You don't have to be better than everyone at all the things, in fact, heck, hire people who are better than you at their specialism! As you go up, you inevitably go wide, so lean on the experts you look after and in turn, they'll love working with you and feel empowered and valued.

LESSON 4: Create a culture of kudos

This is a no brainer but so often gets lost in the chaos. It takes such little effort and makes your team and you feel amazing. It comes back to emotional intelligence too. Your ability to identify situations no matter how seemingly trivial to say thank you or well done.

But even more effective is creating a culture where these kudos are shared across the team, department or even business. Something as simple as starting a kudos channel in the company chat, to implementing tools that lift your peers and teams when they're smashing it.

LESSON 5: Having difficult conversations always result in positive change

This final point is one of the toughest and can take years of trial and error but it's worth the stress. If you leave an issue to simmer, it ALWAYS gets closer to the boil even if you ignore it. Human instinct is to avoid conflict but becoming a people manager inevitably means you'll be faced with discussions that take you out of your comfort zone.

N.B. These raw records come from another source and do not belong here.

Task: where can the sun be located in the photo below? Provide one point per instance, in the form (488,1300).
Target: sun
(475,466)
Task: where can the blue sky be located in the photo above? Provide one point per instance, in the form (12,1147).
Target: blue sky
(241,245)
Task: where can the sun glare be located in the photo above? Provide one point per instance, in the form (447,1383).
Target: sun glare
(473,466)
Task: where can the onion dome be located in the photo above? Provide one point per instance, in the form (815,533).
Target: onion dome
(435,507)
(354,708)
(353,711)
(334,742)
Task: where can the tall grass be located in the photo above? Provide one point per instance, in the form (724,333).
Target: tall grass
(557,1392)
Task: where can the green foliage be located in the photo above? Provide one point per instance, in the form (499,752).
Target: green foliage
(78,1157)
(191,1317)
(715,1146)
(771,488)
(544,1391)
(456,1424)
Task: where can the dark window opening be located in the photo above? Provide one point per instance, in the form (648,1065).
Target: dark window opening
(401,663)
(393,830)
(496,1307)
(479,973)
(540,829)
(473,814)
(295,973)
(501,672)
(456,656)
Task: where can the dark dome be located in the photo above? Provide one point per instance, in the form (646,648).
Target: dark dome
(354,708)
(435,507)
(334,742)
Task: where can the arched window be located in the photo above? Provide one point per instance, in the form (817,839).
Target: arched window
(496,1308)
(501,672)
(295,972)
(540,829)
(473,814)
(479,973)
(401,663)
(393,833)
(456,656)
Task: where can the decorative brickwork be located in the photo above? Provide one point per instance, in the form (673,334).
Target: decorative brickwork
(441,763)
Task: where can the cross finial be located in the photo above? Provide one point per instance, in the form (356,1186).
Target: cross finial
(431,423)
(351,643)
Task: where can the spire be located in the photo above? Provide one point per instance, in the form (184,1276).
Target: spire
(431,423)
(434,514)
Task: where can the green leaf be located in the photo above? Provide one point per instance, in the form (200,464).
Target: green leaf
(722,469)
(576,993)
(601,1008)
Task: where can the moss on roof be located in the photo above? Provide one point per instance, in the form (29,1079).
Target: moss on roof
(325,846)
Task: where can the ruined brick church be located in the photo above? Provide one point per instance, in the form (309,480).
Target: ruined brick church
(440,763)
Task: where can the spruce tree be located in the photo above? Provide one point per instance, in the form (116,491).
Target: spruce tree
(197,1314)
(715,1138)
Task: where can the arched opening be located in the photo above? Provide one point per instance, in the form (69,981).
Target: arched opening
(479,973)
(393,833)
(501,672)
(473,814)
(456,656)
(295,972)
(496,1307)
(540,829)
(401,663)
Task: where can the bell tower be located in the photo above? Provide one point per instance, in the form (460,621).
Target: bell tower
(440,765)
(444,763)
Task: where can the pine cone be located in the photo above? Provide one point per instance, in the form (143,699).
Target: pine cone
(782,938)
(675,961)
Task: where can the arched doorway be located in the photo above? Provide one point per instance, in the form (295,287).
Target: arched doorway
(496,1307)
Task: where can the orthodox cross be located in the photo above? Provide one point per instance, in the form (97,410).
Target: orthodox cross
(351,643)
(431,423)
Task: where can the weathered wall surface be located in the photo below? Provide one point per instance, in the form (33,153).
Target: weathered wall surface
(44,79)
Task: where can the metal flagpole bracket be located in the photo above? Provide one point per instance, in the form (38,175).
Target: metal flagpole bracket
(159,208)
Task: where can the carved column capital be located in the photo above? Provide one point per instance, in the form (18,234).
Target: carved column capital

If you see a situation arise more than once it's likely the person causing the conflict doesn't know the impact they're having on other people or progress. To break habits or advise on alternative options you have to step up and start that conversation.

Remember what we said in lesson 1, everyone is different. So use your observation skills carefully here to approach different personalities with the appropriate method of feedback. Sarah may respond better to direct feedback in an email, whereas Keith might prefer you to bring it up in your 1-2-1 as an AOB.